The Krogen 42, and later the Krogen 48 North Sea, came from the drawing board of the late James S. Krogen. He was a naval architect and designer by trade, a man who took his inspiration from commercial fishing vessels, most notably shrimp boats, which were designed to be safe, all-weather platforms at sea. Like the original Krogen 42, all Kadey-Krogens built today have a 3,000-nautical-mile cruising range. That includes the Krogen 50 Open, the builder’s newest model.

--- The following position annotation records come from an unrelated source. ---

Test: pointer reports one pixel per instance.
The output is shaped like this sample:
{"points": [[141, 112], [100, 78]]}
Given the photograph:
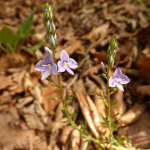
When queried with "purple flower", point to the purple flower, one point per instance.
{"points": [[52, 40], [118, 79], [48, 50], [103, 66], [66, 63], [53, 27], [47, 36], [47, 66], [48, 23]]}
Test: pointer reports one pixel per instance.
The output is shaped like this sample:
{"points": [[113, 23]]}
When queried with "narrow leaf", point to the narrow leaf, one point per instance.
{"points": [[25, 26]]}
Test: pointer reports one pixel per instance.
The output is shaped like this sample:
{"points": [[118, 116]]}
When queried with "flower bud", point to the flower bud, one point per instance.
{"points": [[52, 40], [47, 36], [53, 27], [112, 60], [44, 18], [103, 66]]}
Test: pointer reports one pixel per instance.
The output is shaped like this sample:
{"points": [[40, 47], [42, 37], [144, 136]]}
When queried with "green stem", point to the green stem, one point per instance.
{"points": [[108, 101], [144, 6]]}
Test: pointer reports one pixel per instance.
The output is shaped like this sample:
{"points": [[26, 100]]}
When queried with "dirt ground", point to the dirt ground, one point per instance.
{"points": [[29, 119]]}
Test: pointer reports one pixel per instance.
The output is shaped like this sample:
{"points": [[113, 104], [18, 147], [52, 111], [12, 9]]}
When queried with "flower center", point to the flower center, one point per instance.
{"points": [[65, 64], [49, 66], [115, 79]]}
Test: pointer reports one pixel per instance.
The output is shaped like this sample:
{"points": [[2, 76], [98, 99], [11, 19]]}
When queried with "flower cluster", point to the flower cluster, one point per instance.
{"points": [[118, 79], [48, 66], [48, 22]]}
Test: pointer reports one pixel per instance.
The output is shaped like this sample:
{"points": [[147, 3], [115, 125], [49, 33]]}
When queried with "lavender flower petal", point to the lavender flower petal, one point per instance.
{"points": [[120, 87], [117, 72], [39, 66], [112, 83], [48, 50], [45, 74], [124, 79], [54, 70], [70, 71], [52, 40], [118, 79], [48, 59], [64, 56], [61, 67]]}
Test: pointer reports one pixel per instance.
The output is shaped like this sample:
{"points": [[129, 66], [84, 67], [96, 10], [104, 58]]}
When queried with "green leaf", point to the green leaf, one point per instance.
{"points": [[89, 143], [113, 106], [36, 46], [25, 26], [103, 123], [75, 115], [7, 37]]}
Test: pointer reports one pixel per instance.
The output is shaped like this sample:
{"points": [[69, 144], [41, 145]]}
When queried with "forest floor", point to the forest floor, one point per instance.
{"points": [[29, 119]]}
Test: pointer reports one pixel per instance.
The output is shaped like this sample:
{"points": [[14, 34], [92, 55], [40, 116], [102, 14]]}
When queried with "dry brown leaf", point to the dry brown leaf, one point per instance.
{"points": [[50, 91], [75, 139], [143, 89], [143, 64], [138, 132], [13, 60], [5, 97], [16, 89], [5, 82], [83, 144], [31, 118], [65, 134], [27, 83], [24, 101], [17, 138], [101, 56], [97, 31], [132, 115]]}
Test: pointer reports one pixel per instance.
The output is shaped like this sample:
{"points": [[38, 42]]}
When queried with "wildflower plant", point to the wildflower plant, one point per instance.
{"points": [[48, 65]]}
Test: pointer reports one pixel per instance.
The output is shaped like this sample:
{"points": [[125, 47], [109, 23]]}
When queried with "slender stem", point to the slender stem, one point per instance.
{"points": [[108, 101], [144, 6]]}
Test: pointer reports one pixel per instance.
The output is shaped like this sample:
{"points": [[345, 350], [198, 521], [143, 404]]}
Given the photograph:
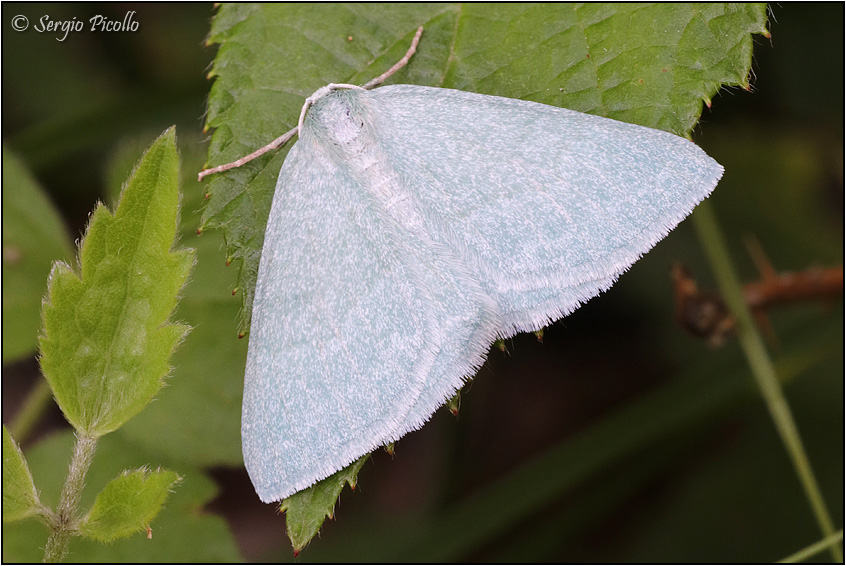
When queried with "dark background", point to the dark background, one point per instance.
{"points": [[719, 489]]}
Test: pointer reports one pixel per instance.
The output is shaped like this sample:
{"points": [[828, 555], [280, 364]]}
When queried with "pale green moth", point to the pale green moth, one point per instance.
{"points": [[413, 226]]}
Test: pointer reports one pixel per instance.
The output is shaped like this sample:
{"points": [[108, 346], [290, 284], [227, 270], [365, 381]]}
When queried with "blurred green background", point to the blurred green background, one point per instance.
{"points": [[619, 439]]}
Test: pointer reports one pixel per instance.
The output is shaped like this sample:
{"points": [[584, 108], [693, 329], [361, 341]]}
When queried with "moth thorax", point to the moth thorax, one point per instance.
{"points": [[340, 122]]}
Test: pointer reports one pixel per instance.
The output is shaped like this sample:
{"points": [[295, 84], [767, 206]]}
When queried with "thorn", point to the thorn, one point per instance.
{"points": [[454, 404]]}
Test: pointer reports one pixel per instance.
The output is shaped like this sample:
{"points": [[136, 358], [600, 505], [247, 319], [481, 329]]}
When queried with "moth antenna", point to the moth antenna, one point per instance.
{"points": [[284, 138]]}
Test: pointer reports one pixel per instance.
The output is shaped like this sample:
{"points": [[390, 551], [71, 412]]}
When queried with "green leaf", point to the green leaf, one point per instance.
{"points": [[20, 498], [33, 237], [306, 510], [107, 336], [184, 531], [128, 504], [201, 408], [652, 65]]}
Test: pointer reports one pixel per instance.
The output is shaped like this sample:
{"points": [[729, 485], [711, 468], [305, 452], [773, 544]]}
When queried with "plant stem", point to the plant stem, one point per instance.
{"points": [[761, 365], [66, 520], [815, 548]]}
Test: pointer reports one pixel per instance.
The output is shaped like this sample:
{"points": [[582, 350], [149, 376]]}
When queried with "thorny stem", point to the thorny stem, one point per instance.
{"points": [[284, 138], [761, 366], [65, 522]]}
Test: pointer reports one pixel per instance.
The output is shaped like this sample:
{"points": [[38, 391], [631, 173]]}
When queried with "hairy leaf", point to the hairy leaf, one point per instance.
{"points": [[20, 498], [306, 510], [128, 504], [34, 236], [107, 336], [184, 531]]}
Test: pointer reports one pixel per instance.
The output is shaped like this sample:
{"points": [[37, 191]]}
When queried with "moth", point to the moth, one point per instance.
{"points": [[410, 228]]}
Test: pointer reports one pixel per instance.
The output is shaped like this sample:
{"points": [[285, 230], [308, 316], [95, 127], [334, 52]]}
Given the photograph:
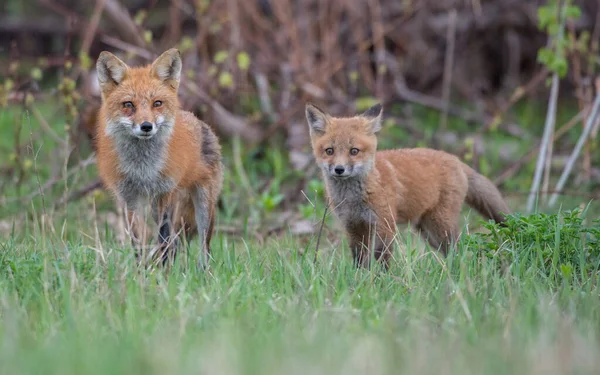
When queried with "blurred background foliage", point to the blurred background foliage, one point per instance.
{"points": [[466, 76]]}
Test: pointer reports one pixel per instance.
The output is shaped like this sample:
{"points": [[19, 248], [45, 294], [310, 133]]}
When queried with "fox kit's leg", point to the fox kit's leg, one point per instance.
{"points": [[162, 212], [204, 222], [134, 229], [366, 238], [440, 226]]}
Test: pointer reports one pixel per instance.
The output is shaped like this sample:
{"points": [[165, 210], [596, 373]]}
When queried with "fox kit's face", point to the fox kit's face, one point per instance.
{"points": [[140, 102], [344, 147]]}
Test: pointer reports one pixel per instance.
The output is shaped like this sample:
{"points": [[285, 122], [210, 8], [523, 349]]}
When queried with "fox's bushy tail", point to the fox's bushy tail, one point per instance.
{"points": [[483, 196]]}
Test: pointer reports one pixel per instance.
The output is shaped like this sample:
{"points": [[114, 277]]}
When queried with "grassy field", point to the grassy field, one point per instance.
{"points": [[518, 300]]}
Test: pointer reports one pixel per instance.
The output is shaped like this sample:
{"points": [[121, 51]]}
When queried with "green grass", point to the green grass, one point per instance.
{"points": [[77, 308]]}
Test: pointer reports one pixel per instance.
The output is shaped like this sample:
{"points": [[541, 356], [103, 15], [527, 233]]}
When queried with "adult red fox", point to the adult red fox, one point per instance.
{"points": [[148, 148], [373, 191]]}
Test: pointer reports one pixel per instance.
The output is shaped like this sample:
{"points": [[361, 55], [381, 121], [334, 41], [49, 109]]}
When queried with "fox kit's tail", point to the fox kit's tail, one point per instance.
{"points": [[483, 196]]}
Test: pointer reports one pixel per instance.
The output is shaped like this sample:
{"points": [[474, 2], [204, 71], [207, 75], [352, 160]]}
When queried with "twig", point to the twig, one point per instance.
{"points": [[262, 85], [90, 31], [546, 139], [50, 183], [78, 194], [509, 172], [548, 127], [123, 23], [591, 121], [448, 62], [320, 233], [46, 127]]}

“Part of the concept for the Krogen 50 Open was to attract a new kind of customer with contemporary styling,” said Vice President of Kadey-Krogen Yachts, Larry Polster. “This boat is not meant to replace any of the models in our raised pilothouse line of trawler yachts, but it offers an open interior layout that appeals to some owners who want a less traditional arrangement.” Larry and his wife, Janet, were so enthusiastic about the new style that they bought Hull No. 1 and named it Together.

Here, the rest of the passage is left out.